Entity element attributes

Update the URL to reflect your OAI feed using the format http://YOUR_URL. Update the prefix attribute to match the prefix value presumably set in your OAI feed. Note your idCol attribute is automatically set to match the field column attribute for identifier. This is the unique value for each field.

Field elements

Each field element has two parts: the column attribute which corresponds to a name set within Solr (don't update unless you know what you're doing) and the xpath attribute which sets the XPath needed to traverse the record and find the value you're looking for.

Testing Configurations

It is recommended that you test all of these values before you install Solr. Make sure your OAI url goes to a specific feed that returns records. If you have the ability to login to the portal server, please use the Linux utility curl to confirm that no networking/firewall issues exist. It is presumed that your OAI records do not match the default Michigan Service Hub schema found here. So, the XPath for each field will need to be updated. Using your preferred tool or even a web-based service such as xPath tester, run each xPath query through a sample record and make sure the correct values are pulled from the record. Mapping errors will cause the Solr indexer to fail silently.

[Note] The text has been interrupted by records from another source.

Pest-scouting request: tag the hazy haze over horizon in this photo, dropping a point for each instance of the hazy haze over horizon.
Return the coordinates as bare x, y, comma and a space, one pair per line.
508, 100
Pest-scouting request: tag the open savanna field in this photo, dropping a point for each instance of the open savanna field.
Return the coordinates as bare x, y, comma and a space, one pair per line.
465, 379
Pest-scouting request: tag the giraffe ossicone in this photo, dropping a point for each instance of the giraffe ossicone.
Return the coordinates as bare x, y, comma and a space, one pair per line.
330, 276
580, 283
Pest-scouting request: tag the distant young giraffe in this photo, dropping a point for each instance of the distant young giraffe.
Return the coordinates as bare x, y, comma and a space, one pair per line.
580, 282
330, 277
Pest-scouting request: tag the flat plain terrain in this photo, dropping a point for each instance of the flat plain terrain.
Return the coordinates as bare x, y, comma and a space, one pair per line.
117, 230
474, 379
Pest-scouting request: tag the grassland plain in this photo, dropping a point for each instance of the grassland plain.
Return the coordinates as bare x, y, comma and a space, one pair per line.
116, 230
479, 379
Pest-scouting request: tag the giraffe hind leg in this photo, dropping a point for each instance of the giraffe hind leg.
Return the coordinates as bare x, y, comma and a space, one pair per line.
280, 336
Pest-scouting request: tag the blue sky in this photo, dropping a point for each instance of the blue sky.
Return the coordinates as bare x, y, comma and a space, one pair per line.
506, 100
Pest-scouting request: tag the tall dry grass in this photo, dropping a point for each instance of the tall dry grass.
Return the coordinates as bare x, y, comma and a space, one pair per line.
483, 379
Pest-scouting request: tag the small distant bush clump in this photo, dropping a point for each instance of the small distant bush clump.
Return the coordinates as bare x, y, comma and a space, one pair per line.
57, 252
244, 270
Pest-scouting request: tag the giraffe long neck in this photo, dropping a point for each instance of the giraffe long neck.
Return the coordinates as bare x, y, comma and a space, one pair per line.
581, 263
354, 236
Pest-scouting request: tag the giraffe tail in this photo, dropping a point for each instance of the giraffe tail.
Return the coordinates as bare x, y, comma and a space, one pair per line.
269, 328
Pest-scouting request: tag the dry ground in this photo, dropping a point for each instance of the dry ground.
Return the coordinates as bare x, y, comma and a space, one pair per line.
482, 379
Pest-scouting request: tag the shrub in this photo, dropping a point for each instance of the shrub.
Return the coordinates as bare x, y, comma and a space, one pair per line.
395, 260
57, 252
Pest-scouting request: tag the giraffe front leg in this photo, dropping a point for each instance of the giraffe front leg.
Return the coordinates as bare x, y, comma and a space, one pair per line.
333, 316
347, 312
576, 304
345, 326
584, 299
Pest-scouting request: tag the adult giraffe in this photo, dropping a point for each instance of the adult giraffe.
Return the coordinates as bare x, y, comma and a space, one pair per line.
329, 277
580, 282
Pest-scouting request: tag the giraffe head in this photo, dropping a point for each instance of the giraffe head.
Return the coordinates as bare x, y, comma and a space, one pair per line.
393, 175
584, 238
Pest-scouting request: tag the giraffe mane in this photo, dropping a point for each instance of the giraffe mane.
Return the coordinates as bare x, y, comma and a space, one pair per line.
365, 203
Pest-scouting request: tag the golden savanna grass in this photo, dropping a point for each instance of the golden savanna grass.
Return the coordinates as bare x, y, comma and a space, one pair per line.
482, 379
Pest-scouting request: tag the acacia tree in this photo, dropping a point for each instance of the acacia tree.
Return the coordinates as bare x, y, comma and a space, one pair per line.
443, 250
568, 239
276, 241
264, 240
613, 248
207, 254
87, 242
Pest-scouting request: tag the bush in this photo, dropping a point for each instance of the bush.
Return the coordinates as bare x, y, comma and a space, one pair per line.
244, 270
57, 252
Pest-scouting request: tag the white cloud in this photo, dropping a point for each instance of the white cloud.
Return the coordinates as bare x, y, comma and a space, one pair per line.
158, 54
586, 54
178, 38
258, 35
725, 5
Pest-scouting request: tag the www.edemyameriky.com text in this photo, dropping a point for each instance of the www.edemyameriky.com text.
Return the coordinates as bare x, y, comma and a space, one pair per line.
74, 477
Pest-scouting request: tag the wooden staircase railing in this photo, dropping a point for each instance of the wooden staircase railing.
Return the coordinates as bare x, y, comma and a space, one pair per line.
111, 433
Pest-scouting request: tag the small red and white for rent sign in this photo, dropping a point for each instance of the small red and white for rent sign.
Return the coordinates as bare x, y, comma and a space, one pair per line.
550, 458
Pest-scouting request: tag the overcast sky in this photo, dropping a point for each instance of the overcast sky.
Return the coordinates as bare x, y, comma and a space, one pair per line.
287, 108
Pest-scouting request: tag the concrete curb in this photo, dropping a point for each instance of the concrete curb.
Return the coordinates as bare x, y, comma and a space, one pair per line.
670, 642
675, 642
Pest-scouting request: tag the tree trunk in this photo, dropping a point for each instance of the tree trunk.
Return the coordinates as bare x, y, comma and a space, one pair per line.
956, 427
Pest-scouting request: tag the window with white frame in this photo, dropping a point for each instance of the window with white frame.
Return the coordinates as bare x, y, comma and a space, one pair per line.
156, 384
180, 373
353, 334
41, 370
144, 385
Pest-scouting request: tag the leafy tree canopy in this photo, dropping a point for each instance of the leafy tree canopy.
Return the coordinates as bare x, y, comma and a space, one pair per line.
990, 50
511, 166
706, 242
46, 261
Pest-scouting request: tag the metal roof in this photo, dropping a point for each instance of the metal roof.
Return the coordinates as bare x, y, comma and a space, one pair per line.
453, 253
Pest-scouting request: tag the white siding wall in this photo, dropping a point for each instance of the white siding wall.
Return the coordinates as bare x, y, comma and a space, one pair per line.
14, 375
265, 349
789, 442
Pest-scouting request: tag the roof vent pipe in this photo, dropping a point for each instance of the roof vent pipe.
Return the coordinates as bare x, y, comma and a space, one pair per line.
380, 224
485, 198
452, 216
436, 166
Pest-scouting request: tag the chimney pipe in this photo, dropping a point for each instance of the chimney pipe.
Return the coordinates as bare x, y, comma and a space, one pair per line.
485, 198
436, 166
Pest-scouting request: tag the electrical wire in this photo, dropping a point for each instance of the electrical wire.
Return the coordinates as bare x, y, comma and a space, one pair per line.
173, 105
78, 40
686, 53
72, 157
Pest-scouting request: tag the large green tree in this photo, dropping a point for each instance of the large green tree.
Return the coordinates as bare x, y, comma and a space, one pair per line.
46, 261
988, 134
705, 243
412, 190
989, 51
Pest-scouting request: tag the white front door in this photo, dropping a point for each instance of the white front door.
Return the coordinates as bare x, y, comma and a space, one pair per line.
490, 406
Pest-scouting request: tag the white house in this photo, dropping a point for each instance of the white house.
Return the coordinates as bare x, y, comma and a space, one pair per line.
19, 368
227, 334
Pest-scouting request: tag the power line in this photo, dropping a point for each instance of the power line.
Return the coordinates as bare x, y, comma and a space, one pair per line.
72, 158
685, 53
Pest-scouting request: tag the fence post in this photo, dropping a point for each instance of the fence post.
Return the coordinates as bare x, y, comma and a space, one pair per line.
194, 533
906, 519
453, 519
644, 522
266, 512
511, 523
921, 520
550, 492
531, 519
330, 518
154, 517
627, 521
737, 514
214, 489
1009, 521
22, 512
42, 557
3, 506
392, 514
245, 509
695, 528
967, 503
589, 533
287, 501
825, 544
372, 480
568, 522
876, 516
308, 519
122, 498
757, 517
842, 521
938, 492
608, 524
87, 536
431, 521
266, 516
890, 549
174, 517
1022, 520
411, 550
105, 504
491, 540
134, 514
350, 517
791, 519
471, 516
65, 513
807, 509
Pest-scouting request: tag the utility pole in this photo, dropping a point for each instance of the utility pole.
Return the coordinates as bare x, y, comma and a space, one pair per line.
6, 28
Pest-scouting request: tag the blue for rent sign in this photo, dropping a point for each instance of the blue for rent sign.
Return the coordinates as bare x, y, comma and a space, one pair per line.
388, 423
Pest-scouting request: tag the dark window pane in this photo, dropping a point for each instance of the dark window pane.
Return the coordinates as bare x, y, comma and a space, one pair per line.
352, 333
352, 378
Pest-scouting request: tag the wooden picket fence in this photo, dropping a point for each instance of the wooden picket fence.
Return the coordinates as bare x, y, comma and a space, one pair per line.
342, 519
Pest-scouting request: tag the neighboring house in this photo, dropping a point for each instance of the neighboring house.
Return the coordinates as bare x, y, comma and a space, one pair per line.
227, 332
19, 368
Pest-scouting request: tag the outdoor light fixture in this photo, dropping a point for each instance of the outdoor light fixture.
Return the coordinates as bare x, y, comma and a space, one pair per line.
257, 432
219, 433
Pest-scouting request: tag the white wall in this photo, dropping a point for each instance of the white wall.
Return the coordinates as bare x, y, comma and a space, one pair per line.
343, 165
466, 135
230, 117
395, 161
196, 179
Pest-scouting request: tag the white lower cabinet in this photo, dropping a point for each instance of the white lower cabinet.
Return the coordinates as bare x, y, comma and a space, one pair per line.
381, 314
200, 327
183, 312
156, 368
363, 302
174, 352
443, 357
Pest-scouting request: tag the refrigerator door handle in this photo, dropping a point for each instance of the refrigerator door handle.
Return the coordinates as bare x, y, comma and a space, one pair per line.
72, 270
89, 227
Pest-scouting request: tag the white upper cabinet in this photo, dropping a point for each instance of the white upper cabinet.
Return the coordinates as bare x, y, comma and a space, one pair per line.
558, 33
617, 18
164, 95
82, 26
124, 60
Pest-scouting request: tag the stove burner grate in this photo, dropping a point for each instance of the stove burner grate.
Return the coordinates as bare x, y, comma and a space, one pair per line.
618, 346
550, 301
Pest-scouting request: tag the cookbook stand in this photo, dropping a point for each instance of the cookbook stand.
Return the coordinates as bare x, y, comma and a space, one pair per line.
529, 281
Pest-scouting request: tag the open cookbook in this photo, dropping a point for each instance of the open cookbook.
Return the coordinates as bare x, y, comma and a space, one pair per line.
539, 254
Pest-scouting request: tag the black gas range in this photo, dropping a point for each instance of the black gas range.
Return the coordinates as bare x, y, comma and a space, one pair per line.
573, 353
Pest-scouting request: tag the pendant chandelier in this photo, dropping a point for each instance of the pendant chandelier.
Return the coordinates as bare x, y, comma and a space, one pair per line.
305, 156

(Optional) Loading a Previous GeoLocation Table

If you have a previous instance of the portal running that has items in it, you will have a table full of geolocated places in your database. This data can be useful if you are moving data from one portal instance to another and saves you the effort of having the Google GeoLocation API run every time you import items. You can take this table and as a sql file, reimport the table. If already have this table saved as a sql file, skip the next part. If you do not have this file already, (assuming you're a linux/mac terminal) run the following command:

ssh portal@Your_old_portal_instance 'docker exec -tu postgres spotlight_db_1 pg_dump spotlight_production -t geolocation' > geolocation.sql

The file should now be on your computer. Next, run the following command:

cat geolocation.sql | ssh portal@Your_new_portal_instance 'docker exec -i spotlight_db_1 /usr/bin/psql -h localhost -U postgres spotlight_production'

Done.

If this doesn't work for you or you don't have a native shell with ssh (i.e. Windows), the relevant commands are:

  • Login to your existing portal

  • Run: docker exec -tu postgres spotlight_db_1 pg_dump spotlight_production -t geolocation > geolocation.sql

  • Login and copy your sql file to your new server

  • Run: cat geolocation.sql | docker exec -i spotlight_db_1 /usr/bin/psql -h localhost -U postgres spotlight_production

Running a Data Import

After you have finished updating your data-config.xml file, continue the Solr installation instructions. Navigate to the Solr web-interface, select your core on the left and select the DataImport section. Select full-import and select Execute. When complete, the indexer should display its status and success or error message. If there are any errors with the mapping, the readout will look something like this:

{
  "responseHeader": {
    "status": 0,
    "QTime": 0
  },
  "initArgs": [
    "defaults",
    [
      "config",
      "data-config.xml"
    ]
  ],
  "command": "status",
  "status": "idle",
  "importResponse": "",
  "statusMessages": {
    "Total Requests made to DataSource": "0",
    "Total Rows Fetched": "1000",
    "Total Documents Processed": "0",
    "Total Documents Skipped": "0",
    "Full Dump Started": "2018-06-29 19:36:29",
    "Total Documents Failed": "1000",
    "Time taken": "0:3:2.107",
}
}